Yo, Superdelegates, your moment in time is now

Listen up, Supers.  This is the moment you were created for.

You’ve prepared for it.  You’ve practiced for it.  You’re ready.  This is why you exist.  (No.  Supers were not invented just to guarantee nice floor seats at the convention.)

Your job is to insure the good of the party, to step in and act when needed so that Democrats, top and down ballot, will be elected in November.

Some years your wisdom and courage isn’t needed, but this year it’s needed big time.  The field has narrowed to two candidates.  Neither candidate will get to the magic number of 2025 based on the primary/caucus process alone, but one candidate will be ahead in every metric—popular vote, pledged delegates, and states won.
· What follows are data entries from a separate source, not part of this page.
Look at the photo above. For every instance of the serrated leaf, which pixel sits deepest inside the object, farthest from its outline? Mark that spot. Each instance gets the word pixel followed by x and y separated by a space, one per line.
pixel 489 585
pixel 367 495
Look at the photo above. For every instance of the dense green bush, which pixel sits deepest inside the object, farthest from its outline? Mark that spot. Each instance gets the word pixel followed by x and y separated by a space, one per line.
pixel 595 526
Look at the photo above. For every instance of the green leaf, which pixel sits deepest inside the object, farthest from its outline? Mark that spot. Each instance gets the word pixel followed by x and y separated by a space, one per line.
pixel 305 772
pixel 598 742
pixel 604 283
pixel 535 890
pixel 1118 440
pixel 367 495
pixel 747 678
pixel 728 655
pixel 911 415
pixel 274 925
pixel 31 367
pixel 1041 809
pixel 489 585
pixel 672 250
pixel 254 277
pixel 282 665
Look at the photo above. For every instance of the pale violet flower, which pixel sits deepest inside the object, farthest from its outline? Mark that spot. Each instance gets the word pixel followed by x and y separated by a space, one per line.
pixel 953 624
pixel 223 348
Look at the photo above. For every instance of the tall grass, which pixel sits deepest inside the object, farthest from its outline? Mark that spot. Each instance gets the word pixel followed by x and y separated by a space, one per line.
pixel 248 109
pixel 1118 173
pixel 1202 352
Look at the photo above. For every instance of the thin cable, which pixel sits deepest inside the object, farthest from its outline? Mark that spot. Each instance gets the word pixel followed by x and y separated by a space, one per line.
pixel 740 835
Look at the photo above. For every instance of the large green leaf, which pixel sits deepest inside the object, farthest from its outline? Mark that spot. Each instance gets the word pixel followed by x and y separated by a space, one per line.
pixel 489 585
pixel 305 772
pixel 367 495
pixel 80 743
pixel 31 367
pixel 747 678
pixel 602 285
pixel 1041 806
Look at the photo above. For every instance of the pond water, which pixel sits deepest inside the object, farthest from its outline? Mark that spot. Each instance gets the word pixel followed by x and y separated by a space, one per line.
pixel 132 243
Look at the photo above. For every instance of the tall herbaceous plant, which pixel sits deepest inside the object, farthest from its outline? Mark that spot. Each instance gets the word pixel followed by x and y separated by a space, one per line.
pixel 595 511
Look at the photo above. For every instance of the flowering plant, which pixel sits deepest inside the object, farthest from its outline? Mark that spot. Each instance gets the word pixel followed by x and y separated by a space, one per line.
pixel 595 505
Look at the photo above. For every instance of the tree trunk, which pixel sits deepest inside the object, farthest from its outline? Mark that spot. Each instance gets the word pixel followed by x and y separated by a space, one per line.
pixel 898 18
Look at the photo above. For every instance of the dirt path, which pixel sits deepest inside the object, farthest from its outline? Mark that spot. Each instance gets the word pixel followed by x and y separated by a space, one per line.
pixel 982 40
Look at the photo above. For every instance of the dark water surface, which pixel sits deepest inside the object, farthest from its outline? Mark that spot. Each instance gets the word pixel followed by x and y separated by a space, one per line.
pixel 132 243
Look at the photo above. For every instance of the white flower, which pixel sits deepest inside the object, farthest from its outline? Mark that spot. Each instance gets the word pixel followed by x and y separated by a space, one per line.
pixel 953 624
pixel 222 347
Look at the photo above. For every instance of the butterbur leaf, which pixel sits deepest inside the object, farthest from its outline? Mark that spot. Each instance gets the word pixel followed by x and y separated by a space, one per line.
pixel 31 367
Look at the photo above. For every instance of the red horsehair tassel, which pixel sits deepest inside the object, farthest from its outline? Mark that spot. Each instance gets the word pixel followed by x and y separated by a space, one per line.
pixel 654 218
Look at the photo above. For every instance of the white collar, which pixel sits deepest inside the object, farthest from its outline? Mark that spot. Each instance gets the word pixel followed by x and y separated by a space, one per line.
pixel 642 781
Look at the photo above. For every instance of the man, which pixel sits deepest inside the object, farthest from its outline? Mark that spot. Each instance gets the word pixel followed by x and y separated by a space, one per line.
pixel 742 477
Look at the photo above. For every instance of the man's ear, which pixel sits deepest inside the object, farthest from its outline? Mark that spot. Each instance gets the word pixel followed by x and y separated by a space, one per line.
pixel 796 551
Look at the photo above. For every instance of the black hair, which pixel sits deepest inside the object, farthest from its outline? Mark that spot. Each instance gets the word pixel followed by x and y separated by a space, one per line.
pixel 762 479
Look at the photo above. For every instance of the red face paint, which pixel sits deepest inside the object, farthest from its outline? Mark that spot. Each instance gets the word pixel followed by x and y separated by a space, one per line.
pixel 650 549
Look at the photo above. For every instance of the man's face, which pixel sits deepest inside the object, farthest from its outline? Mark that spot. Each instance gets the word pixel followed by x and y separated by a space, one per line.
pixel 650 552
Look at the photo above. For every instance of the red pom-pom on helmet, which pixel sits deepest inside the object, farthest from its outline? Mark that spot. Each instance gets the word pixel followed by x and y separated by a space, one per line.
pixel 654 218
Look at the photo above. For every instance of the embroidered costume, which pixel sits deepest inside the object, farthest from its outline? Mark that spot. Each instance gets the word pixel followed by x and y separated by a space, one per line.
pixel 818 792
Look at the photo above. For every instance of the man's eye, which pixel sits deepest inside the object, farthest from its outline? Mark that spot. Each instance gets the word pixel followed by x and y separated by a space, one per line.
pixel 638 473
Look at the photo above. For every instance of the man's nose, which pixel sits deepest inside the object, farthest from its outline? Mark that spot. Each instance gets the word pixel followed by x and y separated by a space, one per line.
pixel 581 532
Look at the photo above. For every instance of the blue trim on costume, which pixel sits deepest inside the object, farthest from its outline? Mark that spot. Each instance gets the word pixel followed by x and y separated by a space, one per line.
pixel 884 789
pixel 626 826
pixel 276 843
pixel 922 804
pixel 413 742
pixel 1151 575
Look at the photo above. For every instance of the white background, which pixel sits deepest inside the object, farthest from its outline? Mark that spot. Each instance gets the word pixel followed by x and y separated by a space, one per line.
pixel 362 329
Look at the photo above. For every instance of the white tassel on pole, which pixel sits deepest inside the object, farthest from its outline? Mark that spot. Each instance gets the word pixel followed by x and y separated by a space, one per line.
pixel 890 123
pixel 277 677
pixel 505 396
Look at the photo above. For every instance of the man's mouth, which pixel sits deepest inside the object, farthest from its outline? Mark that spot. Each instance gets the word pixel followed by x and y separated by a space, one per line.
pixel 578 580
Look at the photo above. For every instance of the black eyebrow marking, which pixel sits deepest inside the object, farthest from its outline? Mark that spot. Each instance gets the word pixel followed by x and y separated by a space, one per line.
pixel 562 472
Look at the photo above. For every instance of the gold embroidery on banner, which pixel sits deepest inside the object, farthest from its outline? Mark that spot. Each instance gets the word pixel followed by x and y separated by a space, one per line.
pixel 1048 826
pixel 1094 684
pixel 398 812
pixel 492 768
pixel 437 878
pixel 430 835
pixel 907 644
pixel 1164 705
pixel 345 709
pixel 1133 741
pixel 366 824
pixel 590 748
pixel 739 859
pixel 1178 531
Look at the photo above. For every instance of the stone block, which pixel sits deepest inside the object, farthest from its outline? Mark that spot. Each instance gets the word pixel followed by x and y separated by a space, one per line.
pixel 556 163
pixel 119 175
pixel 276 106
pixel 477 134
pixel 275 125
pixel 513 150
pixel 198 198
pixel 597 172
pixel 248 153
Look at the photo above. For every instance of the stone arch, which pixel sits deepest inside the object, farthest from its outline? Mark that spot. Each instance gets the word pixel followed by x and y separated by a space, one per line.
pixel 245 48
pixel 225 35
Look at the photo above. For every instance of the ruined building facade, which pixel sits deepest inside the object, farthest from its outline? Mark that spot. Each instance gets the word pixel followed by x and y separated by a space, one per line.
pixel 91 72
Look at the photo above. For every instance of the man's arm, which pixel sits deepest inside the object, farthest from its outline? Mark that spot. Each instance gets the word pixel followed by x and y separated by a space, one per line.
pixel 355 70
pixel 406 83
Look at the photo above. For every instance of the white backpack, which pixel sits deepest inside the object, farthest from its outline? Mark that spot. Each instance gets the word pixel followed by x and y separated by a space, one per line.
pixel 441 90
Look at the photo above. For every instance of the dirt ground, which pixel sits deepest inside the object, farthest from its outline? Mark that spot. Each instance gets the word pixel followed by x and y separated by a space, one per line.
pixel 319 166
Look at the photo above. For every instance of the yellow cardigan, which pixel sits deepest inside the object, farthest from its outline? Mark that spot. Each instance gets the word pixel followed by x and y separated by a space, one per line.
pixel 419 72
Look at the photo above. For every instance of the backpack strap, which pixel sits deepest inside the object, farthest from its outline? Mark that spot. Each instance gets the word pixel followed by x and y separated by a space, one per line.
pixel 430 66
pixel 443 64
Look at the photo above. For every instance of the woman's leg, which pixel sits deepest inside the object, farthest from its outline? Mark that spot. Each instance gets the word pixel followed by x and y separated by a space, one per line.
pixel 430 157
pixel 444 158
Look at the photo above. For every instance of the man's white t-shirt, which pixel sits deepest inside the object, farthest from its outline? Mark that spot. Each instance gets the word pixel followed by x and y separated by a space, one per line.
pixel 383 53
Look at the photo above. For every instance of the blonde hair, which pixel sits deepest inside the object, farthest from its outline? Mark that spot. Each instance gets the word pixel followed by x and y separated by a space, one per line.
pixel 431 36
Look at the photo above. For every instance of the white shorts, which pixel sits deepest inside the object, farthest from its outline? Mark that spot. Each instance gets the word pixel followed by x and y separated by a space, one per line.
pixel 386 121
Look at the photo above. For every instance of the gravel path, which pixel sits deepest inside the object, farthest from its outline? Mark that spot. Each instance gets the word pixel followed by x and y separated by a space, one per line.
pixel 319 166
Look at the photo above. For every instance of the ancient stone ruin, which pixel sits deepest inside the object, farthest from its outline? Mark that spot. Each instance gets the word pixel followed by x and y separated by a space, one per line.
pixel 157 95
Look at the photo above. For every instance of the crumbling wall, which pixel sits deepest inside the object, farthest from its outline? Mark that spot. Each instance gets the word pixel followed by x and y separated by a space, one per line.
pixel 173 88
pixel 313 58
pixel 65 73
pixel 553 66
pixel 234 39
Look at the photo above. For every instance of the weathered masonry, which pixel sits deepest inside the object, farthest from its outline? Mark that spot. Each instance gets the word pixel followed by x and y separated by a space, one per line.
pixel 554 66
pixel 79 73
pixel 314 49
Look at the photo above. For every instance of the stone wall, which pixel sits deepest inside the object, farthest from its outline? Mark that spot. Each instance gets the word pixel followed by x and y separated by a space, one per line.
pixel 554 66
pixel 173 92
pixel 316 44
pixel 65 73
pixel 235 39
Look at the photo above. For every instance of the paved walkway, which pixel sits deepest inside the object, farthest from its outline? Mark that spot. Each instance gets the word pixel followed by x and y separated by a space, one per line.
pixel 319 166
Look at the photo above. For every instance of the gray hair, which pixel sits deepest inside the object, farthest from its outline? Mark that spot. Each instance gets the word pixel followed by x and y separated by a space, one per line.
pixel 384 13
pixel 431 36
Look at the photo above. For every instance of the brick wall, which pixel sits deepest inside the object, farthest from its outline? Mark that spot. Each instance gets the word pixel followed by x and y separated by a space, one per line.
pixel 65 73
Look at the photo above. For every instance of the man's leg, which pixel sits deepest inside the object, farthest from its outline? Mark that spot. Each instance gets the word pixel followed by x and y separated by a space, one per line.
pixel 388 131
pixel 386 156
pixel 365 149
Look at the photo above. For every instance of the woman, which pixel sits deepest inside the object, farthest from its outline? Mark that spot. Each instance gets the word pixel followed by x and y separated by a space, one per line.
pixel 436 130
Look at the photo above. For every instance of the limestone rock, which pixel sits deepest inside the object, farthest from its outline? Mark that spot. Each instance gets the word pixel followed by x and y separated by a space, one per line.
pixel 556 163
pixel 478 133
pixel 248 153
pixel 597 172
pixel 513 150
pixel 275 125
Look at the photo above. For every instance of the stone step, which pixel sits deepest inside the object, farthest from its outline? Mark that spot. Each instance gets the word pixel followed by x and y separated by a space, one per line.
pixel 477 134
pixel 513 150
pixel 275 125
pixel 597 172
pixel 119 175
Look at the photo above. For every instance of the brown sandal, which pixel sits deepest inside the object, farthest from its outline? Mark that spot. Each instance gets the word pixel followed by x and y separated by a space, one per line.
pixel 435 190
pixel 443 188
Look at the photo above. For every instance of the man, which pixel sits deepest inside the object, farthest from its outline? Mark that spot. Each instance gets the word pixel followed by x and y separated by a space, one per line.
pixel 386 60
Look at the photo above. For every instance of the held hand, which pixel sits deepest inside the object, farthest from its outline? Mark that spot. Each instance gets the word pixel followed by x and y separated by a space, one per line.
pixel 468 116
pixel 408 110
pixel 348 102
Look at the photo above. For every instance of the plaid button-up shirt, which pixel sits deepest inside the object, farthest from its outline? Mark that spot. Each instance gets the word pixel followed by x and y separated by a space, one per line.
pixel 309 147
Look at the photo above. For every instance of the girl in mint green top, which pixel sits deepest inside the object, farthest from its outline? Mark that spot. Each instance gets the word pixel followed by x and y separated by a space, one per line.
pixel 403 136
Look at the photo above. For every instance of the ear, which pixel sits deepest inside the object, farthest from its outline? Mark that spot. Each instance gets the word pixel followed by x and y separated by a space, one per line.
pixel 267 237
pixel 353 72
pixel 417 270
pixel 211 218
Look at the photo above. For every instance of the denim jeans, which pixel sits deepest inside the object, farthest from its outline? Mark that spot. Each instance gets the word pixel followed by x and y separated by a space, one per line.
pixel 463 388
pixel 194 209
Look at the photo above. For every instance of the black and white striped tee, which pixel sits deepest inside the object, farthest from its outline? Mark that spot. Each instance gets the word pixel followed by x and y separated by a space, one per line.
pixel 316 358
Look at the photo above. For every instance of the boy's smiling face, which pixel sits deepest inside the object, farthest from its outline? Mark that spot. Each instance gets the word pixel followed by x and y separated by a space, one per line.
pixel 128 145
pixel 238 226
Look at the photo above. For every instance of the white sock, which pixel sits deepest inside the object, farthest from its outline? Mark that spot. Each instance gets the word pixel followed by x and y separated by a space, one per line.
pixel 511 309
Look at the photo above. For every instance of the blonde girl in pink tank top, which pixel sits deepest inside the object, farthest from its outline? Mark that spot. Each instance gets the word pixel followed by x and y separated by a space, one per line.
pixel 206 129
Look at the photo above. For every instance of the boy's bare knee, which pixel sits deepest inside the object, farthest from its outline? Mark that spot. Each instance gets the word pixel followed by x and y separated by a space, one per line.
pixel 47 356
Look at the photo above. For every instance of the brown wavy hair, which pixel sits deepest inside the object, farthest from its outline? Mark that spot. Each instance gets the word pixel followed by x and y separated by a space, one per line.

Our front-runner is an extraordinary leader, offering a new kind of politics and bringing new voices and energy to the Democratic party.

There’s just one problem.  The runner-up won’t quit the campaign.

In fact, the race was decided on March 4.  In the words of her surrogate in chief, the former president, Senator Clinton needed a big win in both Ohio and Texas to stay in the race.  She did get a strong win, but not strong enough to leave her as a realistic contender.  But with a 25-point lead in Pennsylvania—turf just made for her—and with a hoped for uptick in contributions, she decided to campaign on.  That wasn’t good, but it was understandable.

Then comes the Pennsylvania primary.  Anything short of a 20-point victory wouldn’t be enough.  But her 25-point lead dwindled to 9%.  She claimed victory that night, but instead of graciously conceding in the next few days, she just went on.  And on.  And on.

It would be funny–it’s already fodder for the late night comics—if it weren’t so damaging to the party.  We’ve left our Democratic nominee to fight on two fronts—one of them from inside the party—when the party should have his back.

But you, oh Superdelegate, can stop the insanity.  Wait, you say?  Is he electable?  Let’s compare the two.

  • Senator Obama comes with baggage.  Senator Clinton comes with baggage.
  • He’s young.  Shouldn’t be a problem since the Republican candidate is perceived as too old and is showing signs of inattention.  She’s a nice in-between age, but with little experience of her own.
  • He’s African-American.  Yep.  And there are still racists in this country who will not vote for someone based solely on race.  She’s female.  And there are still sexists in this country who don’t think a woman can be president.
  • He has uncomfortable associations, such as the Rev. Jeremiah Wright and Bill Ayers.  She has . . . a long, very long, list.  The ink wouldn’t have been dry on her nomination papers before the where-are-they-now stories about Gennifer, Paula, and Monica would have shown up.  Then there was Whitewater Gate, Travel Gate, friends in prison, who-knows-what-else Gate, rude behavior, sniper fire, NAFTA.  Why didn’t these come up much during the primaries?  Who was going to bring them up?  Not the media who want her to keep running.  It fills their air time.  Not the Republicans who want to see her nominated, as the easier candidate to beat.  And not Senator Obama because that’s not the kind of campaign he is running.

So, Supers, this is your moment.  As the song says . . .

“I face the pain/I rise and fall/Yet through it all/This much remains

“I want one moment in time/When I’m more than I thought I could be/When all of my dreams are a heartbeat away/And the answers are all up to me/Give me one moment in time/
When I’m racing with destiny . . . “

Not later.  Now.  Right.  Now.  Before the polls close tomorrow.  Or at least before the sun rises on Wednesday.  Man-up or put on your big girl panties, whichever suits, and get ‘er done.  This is your moment in time.


One response to “Yo, Superdelegates, your moment in time is now

  1. Steven Satzger

    I agree that this is the time for the superdelegates to step up to the plate. Let’s lok at the facts of the last few weeks. Hillary’s baggage is huge, and she has managed to look cool and confident. Obama gets a little bad press, and we see a man without a country on the TV.

    Does anyone think the Republicans will let this disappear in the general election? And if Obama crumbles like a school girl at the first criticism, what chance do Democrats have in the fall?